The fear in that clause is the place to start. It is not fear of a bad harvest. These were good farmers; they knew the family plots would out-produce the commune, because they had done so before the communes came. What they could not predict was what the Party would do once it found out.
The harvest came in larger than any in years, and the blow the farmers had braced for never landed. The local officials who were meant to punish them looked the other way. The provincial leadership quietly let the experiment stand. By 1982 the central government had endorsed household farming for the whole country, and within a year nearly every farming family in China was doing what those eighteen had been ready to die for.
The wall they expected to hit was not there.
The farmers made the first move, but it survived only because everyone above them who could have crushed it chose not to, each of them no longer sure the old rule could be enforced. Presidents and cabinets make the same gamble, with far more riding on it. Every so often a reform that everyone calls politically impossible simply happens. The puzzle is why.
Why the map says impossible
The usual explanation for why a move like that should fail is simple enough. A country’s politics rests on a settlement: a standing bargain over which groups are protected and which are not. A reform that threatens the protected is the one everyone calls politically impossible, and the impossibility is treated as part of the terrain, a mountain range the road has to bend around.
Even so, deferring to those limits is usually sound. The economist Mushtaq Khan put the careful version of the advice plainly: build your reforms to fit the power you actually have, not the power a textbook prefers. Work with the grain. Most of the time he is right; the powerful really do strangle what is built against them.
The farmers in Xiaogang went straight at the grain. And the grain gave way.
Up close, a settlement looks like part of the country itself, and its limits look like permanent facts. Whether they truly are is the question.
The wall nobody has tested
Some are, some aren't. And the ones that matter are the easiest to miss.
Most limits are real, and everyone can see it. No government needs to test whether a ruling party will vote itself out of existence, or whether a landed elite will hand over its estates without a fight. The answer is plain in advance, so no one wastes themselves finding out.
Other limits only look that solid. No one knows how hard the resistance would really be, because no one has tried.
And the not-knowing runs both ways. The groups contending for power, as Mushtaq Khan puts it, are “unsure of their real holding power and that is why contests and conflicts happen.”1 In December 1989 Ceaușescu called a rally to show he still commanded Romania; the crowd jeered, and the authority he had wielded for a generation was gone within the week. A wall can look solid to the very people standing behind it.
Until someone leans on it, such a limit is only a guess about what would happen if they did, and the guess hardens the longer it goes untested. A rule nobody has broken in living memory has a reputation, not a record.
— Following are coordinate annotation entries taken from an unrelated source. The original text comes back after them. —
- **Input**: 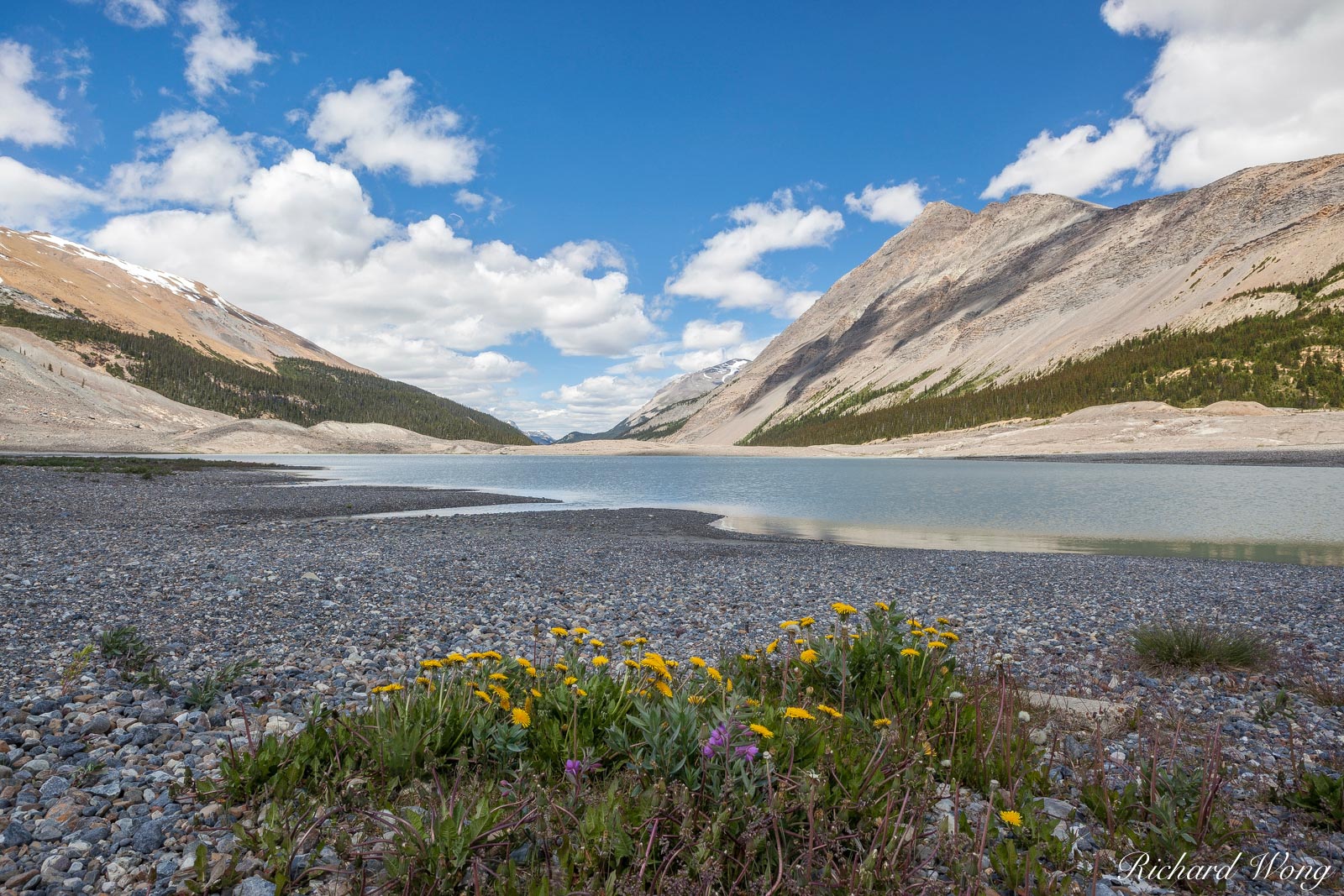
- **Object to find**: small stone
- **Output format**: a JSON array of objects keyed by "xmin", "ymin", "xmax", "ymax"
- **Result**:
[
  {"xmin": 0, "ymin": 820, "xmax": 32, "ymax": 849},
  {"xmin": 38, "ymin": 775, "xmax": 70, "ymax": 799},
  {"xmin": 234, "ymin": 874, "xmax": 276, "ymax": 896},
  {"xmin": 130, "ymin": 820, "xmax": 164, "ymax": 856}
]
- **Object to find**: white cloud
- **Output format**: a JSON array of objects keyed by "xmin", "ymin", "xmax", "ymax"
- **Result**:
[
  {"xmin": 981, "ymin": 118, "xmax": 1158, "ymax": 199},
  {"xmin": 665, "ymin": 190, "xmax": 844, "ymax": 317},
  {"xmin": 90, "ymin": 149, "xmax": 654, "ymax": 369},
  {"xmin": 181, "ymin": 0, "xmax": 271, "ymax": 98},
  {"xmin": 0, "ymin": 40, "xmax": 70, "ymax": 148},
  {"xmin": 844, "ymin": 180, "xmax": 925, "ymax": 227},
  {"xmin": 307, "ymin": 70, "xmax": 484, "ymax": 187},
  {"xmin": 108, "ymin": 112, "xmax": 257, "ymax": 208},
  {"xmin": 94, "ymin": 0, "xmax": 168, "ymax": 29},
  {"xmin": 681, "ymin": 320, "xmax": 742, "ymax": 349},
  {"xmin": 0, "ymin": 156, "xmax": 98, "ymax": 230},
  {"xmin": 984, "ymin": 0, "xmax": 1344, "ymax": 196}
]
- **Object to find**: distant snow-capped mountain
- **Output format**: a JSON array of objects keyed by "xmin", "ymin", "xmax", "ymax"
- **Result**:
[{"xmin": 558, "ymin": 358, "xmax": 751, "ymax": 445}]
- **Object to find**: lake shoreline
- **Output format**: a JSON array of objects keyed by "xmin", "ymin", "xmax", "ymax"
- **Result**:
[{"xmin": 0, "ymin": 468, "xmax": 1344, "ymax": 892}]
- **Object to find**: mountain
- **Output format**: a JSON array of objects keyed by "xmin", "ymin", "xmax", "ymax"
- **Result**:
[
  {"xmin": 669, "ymin": 156, "xmax": 1344, "ymax": 445},
  {"xmin": 506, "ymin": 421, "xmax": 555, "ymax": 445},
  {"xmin": 556, "ymin": 358, "xmax": 750, "ymax": 445},
  {"xmin": 0, "ymin": 228, "xmax": 527, "ymax": 445}
]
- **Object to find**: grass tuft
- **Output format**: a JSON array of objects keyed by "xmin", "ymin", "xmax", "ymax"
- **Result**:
[{"xmin": 1129, "ymin": 619, "xmax": 1275, "ymax": 672}]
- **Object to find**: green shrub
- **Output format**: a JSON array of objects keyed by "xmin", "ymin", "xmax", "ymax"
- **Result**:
[{"xmin": 1129, "ymin": 619, "xmax": 1275, "ymax": 670}]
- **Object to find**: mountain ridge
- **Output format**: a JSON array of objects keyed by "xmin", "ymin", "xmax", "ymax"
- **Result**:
[{"xmin": 668, "ymin": 156, "xmax": 1344, "ymax": 445}]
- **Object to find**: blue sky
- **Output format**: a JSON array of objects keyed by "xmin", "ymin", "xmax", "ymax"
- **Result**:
[{"xmin": 0, "ymin": 0, "xmax": 1344, "ymax": 434}]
So not everything called politically impossible really is. Some of it is a guess mistaken for a measurement. Telling the difference asks for judgement before nerve, and the only way to be sure is to test it.
The leader who goes to find out
The same not-knowing that lets a wall stand is what lets it move.
Consider the eighteen farmers. The balance of power in that village can tell us their reform was possible. It cannot tell us why they were the ones to test it, or why then.2
There are two familiar ways a government comes to move against the powerful. Sometimes it misjudges the balance and is punished for the mistake; sometimes the balance has quietly shifted first, and the move only registers a change already underway. Call them the misjudged push and the late arrival. Xiaogang is neither. The farmers did not misread the danger; they wrote the risk of execution into their contract. And the commune was intact, the balance unshifted until they moved.
So there is a third way. A government can move against the powerful for a single reason, to find out whether the limit is real. Governments have done this again and again, though the move itself is rarely named for what it is.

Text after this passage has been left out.